Even with the women power chatter about the feminist movement in the quest to be equal, women are still making less than men! You’ve heard it before, we still make about .77 cents for every $1.00 that a ma makes.
“Women still earn just 70 cents for every dollar a man earns. It’s worse for African American women and Latinas.”
— President Obama, Remarks on Equal Pay for Equal Work, June 4, 2011 (The White House later corrected the president’s statement to 77 cents.)
“Women earn only 77 cents for every dollar men earn, with women of color at an even greater disadvantage with 64 cents on the dollar for African American women and 56 cents for Hispanic women.”
— White House Statement of Administration Policy on Paycheck Fairness Act, June 4
Why is that? We don’t ask and we do so because we fear not being liked.
Women outnumber men in college and graduate school and continue to chip away at the glass ceiling yet we lag behind in salary negotiations. I won’t spend this article talking about negotiating tips for women so much as I want to examine why we do this to ourselves. I think once we understand why we tend to do something then we can go about devising a plan to correct it.
The Number 1 Reason Women Don’t Negotiate: We want to be liked.
We want to be seen as a team player. Someone who is willing to understand the boss’ checkbook, keeping that in mind as you cower during salary negotiations. Well, listen up sister. You need to consider your wallet as well. While we don’t talk much about frugality here, we do emphasize earing more money because saving money won’t build your wealth and keep you afloat during retirement.
Negotiating a higher salary now will.
Your boss almost counts on you to feel this way as it gives them an advantage. This doesn’t make them evil but a skilled player in the game of negotiating since they already know your weakness: you’re willing to back down because you want to be liked. Stop it. You are liked. You were hired. Know that.
We Devalue Our Worth
Ever year you should be conducting a salary search in your field to see what others are being paid in your field and specific position. Your salary shouldn’t just be about what your employer is willing to pay you. It should be about what they can afford to pay you and the two are often very different. Let’s go a bit further than that.

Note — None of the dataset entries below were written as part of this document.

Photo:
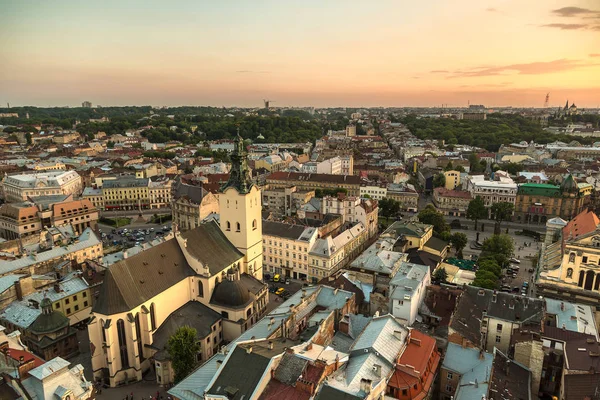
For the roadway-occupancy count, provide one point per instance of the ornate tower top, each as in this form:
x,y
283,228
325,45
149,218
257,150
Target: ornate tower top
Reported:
x,y
239,177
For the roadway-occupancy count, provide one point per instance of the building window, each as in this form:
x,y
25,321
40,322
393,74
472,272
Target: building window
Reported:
x,y
152,317
138,335
122,344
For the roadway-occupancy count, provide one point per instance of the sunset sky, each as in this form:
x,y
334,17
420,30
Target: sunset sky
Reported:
x,y
300,53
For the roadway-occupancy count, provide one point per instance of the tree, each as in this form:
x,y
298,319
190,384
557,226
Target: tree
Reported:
x,y
474,164
429,215
183,348
501,211
500,247
476,210
459,240
439,180
440,275
490,264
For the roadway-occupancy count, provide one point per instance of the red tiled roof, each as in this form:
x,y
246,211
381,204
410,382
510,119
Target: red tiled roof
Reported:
x,y
452,193
17,354
585,222
292,176
276,390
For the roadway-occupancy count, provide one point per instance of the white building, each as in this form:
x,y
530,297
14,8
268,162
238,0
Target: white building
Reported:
x,y
407,291
18,187
374,191
496,191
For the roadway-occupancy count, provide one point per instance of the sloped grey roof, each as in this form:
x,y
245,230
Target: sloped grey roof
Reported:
x,y
193,314
208,244
131,282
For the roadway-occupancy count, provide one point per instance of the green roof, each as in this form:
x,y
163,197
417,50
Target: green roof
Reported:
x,y
539,189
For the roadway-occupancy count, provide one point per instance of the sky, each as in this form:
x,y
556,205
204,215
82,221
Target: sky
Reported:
x,y
317,53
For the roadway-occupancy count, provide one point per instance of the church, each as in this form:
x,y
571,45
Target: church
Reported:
x,y
213,273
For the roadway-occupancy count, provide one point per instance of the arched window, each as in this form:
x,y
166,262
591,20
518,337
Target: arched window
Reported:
x,y
138,335
103,330
152,317
570,273
122,344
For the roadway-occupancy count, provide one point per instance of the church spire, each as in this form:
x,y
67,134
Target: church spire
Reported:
x,y
239,177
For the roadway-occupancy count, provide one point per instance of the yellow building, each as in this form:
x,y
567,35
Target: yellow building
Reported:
x,y
452,179
219,267
571,259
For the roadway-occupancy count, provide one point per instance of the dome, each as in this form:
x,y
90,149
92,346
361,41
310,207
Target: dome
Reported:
x,y
49,320
231,293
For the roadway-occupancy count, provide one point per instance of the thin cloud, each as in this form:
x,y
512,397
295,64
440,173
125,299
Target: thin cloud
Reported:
x,y
534,68
570,12
247,71
566,27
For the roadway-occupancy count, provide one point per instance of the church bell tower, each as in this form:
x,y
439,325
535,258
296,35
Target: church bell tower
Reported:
x,y
240,211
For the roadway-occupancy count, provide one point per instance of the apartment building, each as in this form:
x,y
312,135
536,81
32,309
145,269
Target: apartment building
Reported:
x,y
191,204
376,192
286,201
27,218
353,210
307,181
451,202
18,187
504,189
131,193
297,251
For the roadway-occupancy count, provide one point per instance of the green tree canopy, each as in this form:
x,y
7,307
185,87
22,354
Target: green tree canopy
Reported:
x,y
183,348
500,247
439,180
440,275
459,240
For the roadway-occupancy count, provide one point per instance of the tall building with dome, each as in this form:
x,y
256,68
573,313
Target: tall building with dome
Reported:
x,y
201,272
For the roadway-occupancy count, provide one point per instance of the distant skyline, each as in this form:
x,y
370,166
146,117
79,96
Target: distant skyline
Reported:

Let’s say you know what you’re worth and that you’re being underpaid. Show of hands: How likely are you to enter a salary negotiation ready to go to bat for what you deserve to be paid? If you resisted at the thought then you have some work to do. Research what you’re worth but also spend some time investigating the reasons why you wouldn’t want to ask for more based on the results.
Too Wrapped Up In Our Feelings
“I feel that I deserve a raise”
“It isn’t fair that I haven’t received an increase in 4 years”
Get out of your feelings. We’re talking numbers and they don’t have feelings. Your feelings are insignificant. Your worth is what’s on the table. Once you start dipping into your feelings, the other person at the table is likely to lose respect for you in the process because they are now spending time babysitting your feelings. This process isn’t about your feelings.
- Don’t take no for an answer:
- Ask clarifying questions about the reasons for not wanting to agree to an increase right now and what you can do to assure yourself of one at your next review. If that isn’t an option, then start looking for another job.
- Be persistent
- Show your higher ups that while you want a raise you’re willing to keep proving that you are deserving of the increase in salary. Keep at it and don’t back down. When you show that you understand your worth, trust me, the respect will follow, even if they are unable to do it at this time.
- Be creative
- If the answer is no. Discuss alternate means of compensation. Be flexible, but whatever terms you work out, make sure that you are able to secure terms that work in your favor.
- Know how to play the game…AND WIN!